Anayasa Hukuku Konu Anlatımı

Son güncelleme: 05.09.2010 13:37
  • Aöf Adalet Bölümü Dersleri - Anayasal Gelişmeler - Anayasanın Temel Ilkeleri - Anayasa Tarihi - Osmanlı Anayasası1- TÜRKİYE'DE ANAYASAL GELİŞMELERE GENEL BAKIŞ VE 1961
    ANAYASASININ TEMEL NİTELİKLERİ


    I-OSMANLI İMPARATORLUĞU DÖNEMİ ve ANAYASAL GELİŞMELER
    Osmanlı İmparatorluğu'nun devlet yönetimi sistemi mutlak monarşiydi. Bütün devlet yetkileri padişahta toplanmıştı. Padişaha devlet yönetiminde yardımcı organlar (sadrazam, divan gibi) yetkilerini sadece padişahtan alıyorlardı. Osmanlı imparatorluğunda anayasal gelişmeler:

    1- Sened-i İttifak (1808) : Osmanlı İmparatorluğu'nda anayasal gelişmenin ilk adımı olarak 1808 tarihli Sened-i İttifak gösterilir. İmparatorluk bu belge ile ilk defa tebaasına karşı kendini sınırlamıştır. Sened-i İttifak anayasal gelişme bakımından önemli bir belge olmasına karşılık hükümlerinin uygulanmasını sağlayacak bir mekanizma getirmemiştir.

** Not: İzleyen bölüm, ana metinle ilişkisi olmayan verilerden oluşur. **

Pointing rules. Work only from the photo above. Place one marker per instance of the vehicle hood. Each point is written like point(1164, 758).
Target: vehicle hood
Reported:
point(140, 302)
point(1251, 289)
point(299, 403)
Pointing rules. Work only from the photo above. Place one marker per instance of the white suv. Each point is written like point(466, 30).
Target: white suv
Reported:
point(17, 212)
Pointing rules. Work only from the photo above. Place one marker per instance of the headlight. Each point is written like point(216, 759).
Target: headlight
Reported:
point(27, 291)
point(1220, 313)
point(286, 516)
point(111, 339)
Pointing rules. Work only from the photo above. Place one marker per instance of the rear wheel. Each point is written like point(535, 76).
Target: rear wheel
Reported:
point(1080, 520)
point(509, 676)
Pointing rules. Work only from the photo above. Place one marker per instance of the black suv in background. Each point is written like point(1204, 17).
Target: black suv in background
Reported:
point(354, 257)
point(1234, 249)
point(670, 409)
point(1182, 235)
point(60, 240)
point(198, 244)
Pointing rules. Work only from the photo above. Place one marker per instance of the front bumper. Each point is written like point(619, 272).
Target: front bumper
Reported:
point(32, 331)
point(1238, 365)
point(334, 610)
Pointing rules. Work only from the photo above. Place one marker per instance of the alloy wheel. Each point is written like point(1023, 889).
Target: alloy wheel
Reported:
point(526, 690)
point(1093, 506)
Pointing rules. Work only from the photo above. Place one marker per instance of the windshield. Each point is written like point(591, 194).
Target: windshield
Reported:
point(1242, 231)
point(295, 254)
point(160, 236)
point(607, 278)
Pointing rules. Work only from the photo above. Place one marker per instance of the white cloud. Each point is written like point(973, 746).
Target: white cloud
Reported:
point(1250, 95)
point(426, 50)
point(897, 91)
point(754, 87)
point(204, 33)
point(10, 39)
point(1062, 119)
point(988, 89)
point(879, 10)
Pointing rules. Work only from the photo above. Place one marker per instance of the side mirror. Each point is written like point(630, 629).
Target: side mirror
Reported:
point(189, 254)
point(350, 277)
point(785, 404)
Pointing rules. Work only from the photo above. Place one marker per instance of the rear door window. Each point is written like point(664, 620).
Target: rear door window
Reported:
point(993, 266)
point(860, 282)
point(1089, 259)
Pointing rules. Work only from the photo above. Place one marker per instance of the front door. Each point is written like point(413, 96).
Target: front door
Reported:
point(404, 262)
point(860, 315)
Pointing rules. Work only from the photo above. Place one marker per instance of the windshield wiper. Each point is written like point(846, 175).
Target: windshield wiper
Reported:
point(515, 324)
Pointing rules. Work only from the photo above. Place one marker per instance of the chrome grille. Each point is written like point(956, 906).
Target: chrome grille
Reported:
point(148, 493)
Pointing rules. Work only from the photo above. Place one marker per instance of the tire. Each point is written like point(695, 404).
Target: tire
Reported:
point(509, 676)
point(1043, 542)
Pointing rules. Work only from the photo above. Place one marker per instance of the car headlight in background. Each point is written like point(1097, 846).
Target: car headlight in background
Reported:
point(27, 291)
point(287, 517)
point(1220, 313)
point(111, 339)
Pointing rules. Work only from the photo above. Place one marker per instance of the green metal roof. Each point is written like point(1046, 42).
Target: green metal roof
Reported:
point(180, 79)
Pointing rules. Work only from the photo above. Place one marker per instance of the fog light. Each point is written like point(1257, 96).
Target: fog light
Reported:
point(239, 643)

    2- Tanzimat Fermanı (1839) : Bu fermanda devletin bütün uyrukları için can ve mal güvenliği vaat edilmiş, vergi ve askerlik işlerinin düzene bağlanacağı söylenmiştir.

    3- Islahat Fermanı (1856) : 1839 Tanzimat Fermanında belirtilen vaatler doğrulanmış ve din farkı gözetilmeksizin bütün devlet uyruklarının eşit işlem görmesi ilkesi kabul edilmiştir.

    Bu üç anayasal gelişmenin ortak özelliği hukuk devletinin gelişimine büyük katkı sağlamalarına karşın getirdikleri ilkelerin etkinliğini sağlayacak hukuki mekanizmalar kurmamış olmalarıdır.

    4- Kanuni Esasi (1876) : İlk Osmanlı anayasasıdır. Genç Osmanlıların etkisiyle ilan edilmiştir. Bu anayasa ile "Meclis-i Umumi" adını alan bir parlamento kurulmuştur. Bu parlamento Heyet-i Ayan (bütün üyeleri padişah tarafından atanan) ve Heyet-i Mebusan (halk tarafından iki dereceli seçimle seçilen) adı verilen iki meclisten oluşmaktaydı.
    Anayasa, parlamentonun yetkilerini hayli dar tutmuştur. Bir parlamento üyesinin kanun teklif edebilmesi için öncelikle padişahtan yetki alması gerekiyordu. Padişah Heyet-i Mebusan'ı istediği zaman feshedebilmekteydi. 1876 Anayasası batı örneklerine uygun bir meşruti monarşi kuramamıştır.
    II. Abdülhamit 1878 yılında meclisi dağıtmış ve ülkeyi tekrar mutlakıyetle yönetmeye başlamıştır. Fakat II. Abdülhamit'in mutlakıyeti Genç Türkler adı verilen bir muhalefet hareketi oluşturmuştur. 1908 yılında Rumeli'deki askeri birliklerin isyana başlamasıyla Anayasa yeniden yürürlüğe girmiştir. Meşrutiyete karşı olan grupların başlattığı 31 Mart Vakası adı verilen gerici ayaklanma bastırıldıktan sonra 1909 yılında Anayasa değişikliklere uğramıştır

    5- 1909 Değişiklikleri : Padişahın meclisi feshetme yetkisi, Ayan Meclisinin onayı ve 3 ay içinde yeni seçim yapılması şartına bağlandı. Kanun teklif edebilmek için padişahın iznini alma zorunluluğu kaldırıldı. Meclislerce kabul edilen bir kanunun, padişahça 2 ay içinde onaylanması ya da bir kere daha görüşülmek üzere Meclislere geri gönderilmesi hükmü getirildi. Geri gönderme halinde bu metnin kanunlaşabilmesi için Meclislerin 2/3 çoğunluğu gerekli idi. Bakanlar Kurulunun yani yürütmenin, meclise karşı sorumlu olduğu belirtildi. Bütün bu hükümler 1876 Anayasasını demokratik bir meşruti monarşi haline getirmiş oldu. Bu rejim Birinci Dünya Savaşının yenilgi ile sonuçlanması ile son buldu.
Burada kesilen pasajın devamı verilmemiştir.